Feeling brave, I reach over to his side of the table and put my hand on his, stopping him from lifting another bite.
“It would have,” I say, staring at him, begging him to look back at me. He keeps his eyes trained on his plate in front of him, his muscles flexed and his arm still beneath the weight of my hand. I don’t know why he’s so against believing me.
“I drove by your house,” he says, his lips paused open. His eyes finally move up to meet mine. “At the start of our junior year. You were getting ready for some dance, your parents were taking pictures. You were wearing this really nice dress. You had a date—some guy who looked like the kind of guy you should be going to a dance with. I’m just a f*ck up.”

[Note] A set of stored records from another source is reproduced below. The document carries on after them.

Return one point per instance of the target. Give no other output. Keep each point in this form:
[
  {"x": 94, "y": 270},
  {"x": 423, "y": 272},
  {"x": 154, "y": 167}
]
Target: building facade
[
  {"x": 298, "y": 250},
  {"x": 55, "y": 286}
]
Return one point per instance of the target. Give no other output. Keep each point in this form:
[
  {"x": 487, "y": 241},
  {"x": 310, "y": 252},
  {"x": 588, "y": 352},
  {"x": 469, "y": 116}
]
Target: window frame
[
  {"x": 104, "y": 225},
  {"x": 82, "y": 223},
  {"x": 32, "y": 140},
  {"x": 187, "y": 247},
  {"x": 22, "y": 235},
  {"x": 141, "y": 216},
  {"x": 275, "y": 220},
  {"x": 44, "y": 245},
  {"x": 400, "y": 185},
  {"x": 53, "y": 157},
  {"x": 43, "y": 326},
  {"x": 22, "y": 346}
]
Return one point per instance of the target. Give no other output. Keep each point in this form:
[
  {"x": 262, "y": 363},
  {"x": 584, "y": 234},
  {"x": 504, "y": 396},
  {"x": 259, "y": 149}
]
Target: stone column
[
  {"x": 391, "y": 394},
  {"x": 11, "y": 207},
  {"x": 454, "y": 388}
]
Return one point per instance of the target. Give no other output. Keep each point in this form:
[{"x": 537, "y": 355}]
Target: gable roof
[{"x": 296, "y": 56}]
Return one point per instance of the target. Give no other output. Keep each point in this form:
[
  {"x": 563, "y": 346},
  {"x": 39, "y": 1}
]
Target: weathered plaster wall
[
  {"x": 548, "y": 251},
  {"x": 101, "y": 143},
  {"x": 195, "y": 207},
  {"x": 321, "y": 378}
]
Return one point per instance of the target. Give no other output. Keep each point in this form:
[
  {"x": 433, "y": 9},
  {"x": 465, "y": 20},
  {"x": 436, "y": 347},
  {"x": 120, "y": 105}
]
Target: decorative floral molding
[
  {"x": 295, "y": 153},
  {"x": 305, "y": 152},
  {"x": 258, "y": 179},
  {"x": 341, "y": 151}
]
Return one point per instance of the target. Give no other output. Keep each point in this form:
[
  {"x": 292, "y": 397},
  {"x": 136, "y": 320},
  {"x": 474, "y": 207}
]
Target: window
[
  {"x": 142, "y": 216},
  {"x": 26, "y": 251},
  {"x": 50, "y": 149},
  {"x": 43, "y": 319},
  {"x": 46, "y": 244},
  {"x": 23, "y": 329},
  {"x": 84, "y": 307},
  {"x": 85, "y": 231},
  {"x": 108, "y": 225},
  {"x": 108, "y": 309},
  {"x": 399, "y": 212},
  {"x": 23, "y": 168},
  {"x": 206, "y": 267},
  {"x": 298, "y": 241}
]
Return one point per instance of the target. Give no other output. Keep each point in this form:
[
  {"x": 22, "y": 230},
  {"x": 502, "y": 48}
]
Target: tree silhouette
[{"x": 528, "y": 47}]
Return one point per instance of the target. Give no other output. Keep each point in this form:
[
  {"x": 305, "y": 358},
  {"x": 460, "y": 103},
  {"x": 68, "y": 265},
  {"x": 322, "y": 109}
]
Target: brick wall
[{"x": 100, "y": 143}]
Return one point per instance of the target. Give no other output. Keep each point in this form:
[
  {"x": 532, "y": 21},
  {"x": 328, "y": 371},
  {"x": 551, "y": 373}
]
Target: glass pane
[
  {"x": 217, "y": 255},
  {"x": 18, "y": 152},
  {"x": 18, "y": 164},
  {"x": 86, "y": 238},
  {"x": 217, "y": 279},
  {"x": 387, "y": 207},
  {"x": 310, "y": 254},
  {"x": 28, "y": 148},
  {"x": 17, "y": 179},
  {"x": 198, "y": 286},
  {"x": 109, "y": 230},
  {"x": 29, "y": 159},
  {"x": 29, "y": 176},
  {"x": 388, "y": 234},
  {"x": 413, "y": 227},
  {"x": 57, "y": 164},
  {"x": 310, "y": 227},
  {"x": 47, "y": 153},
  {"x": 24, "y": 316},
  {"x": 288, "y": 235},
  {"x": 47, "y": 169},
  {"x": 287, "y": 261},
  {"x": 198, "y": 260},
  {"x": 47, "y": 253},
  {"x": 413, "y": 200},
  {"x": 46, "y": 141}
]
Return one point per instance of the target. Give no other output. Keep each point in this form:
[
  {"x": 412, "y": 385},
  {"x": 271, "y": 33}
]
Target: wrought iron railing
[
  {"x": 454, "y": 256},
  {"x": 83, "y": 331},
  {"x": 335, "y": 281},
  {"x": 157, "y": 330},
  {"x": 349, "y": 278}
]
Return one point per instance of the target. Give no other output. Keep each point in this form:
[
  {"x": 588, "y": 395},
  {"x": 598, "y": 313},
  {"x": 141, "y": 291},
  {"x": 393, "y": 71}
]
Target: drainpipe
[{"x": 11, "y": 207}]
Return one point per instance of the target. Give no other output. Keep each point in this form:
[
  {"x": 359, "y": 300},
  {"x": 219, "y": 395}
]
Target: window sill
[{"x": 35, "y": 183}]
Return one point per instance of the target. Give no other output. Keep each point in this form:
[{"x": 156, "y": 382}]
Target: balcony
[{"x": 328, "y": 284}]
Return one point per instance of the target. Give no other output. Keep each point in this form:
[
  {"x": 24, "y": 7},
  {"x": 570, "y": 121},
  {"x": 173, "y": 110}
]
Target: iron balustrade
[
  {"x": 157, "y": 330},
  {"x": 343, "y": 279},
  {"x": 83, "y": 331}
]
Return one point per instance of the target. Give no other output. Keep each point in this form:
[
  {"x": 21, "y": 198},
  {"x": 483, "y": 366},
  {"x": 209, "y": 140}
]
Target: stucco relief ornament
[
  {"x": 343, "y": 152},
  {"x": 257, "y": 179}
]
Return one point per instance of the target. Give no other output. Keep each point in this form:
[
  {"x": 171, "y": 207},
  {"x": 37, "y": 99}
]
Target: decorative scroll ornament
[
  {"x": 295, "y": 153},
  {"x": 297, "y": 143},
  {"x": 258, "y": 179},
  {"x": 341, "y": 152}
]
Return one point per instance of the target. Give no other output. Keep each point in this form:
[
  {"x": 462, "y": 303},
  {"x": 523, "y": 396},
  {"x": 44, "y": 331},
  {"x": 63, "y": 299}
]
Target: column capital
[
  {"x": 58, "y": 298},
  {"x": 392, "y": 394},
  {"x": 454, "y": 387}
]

“Don’t say that,” I swallow.
Our eyes remain on one another.
“Why not?” he asks.
“Because…” I start, not knowing how to explain everything Andrew has been in my life. He vanished, but the mark he left was a forever kind. His sacrifice for me so big, he has no idea how enormous. And now that I know what he went through…
“How many times did you write to me?” I ask instead.
He shakes his head and goes back to his breakfast, shrugging once.
“How many?” I repeat. My voice is more forceful the second time, and maybe a bit desperate.
His lips purse and he puts down his fork, pulling his napkin from the table to wipe his lips. “I don’t know. Twenty maybe. Maybe more.”
I gasp, pushing my plate away, holding my napkin to my mouth to hide my reaction from him.
He sighs, closing his eyes for a second, then he slides from the booth, stepping around to my side where he moves in next to me. My breathing stops with the feel of his body next to mine. And then his arm reaches around me, and everything strong inside collapses as I give in and lean into him to cry.
“I didn’t know,” I say again. It’s all I have to give. I didn’t know. He must hate me.
Andrew doesn’t respond, but the feel of his hand as it cups my shoulder then slides up to reach into my hair, his fingers on the side of my head, threading my hair and sliding it from my instant-tear-strewn face, is enough.
“I didn’t know,” I whisper once more.
The waitress comes after a few minutes, and Andrew reaches into his pocket, pulling out his wallet and sliding a twenty on the table. His arm never leaves its hold around me.
“We’re good. Keep the change,” he says.
She walks away, and he remains in the spot next to me, his breathing slow and regular, his hand tender against me.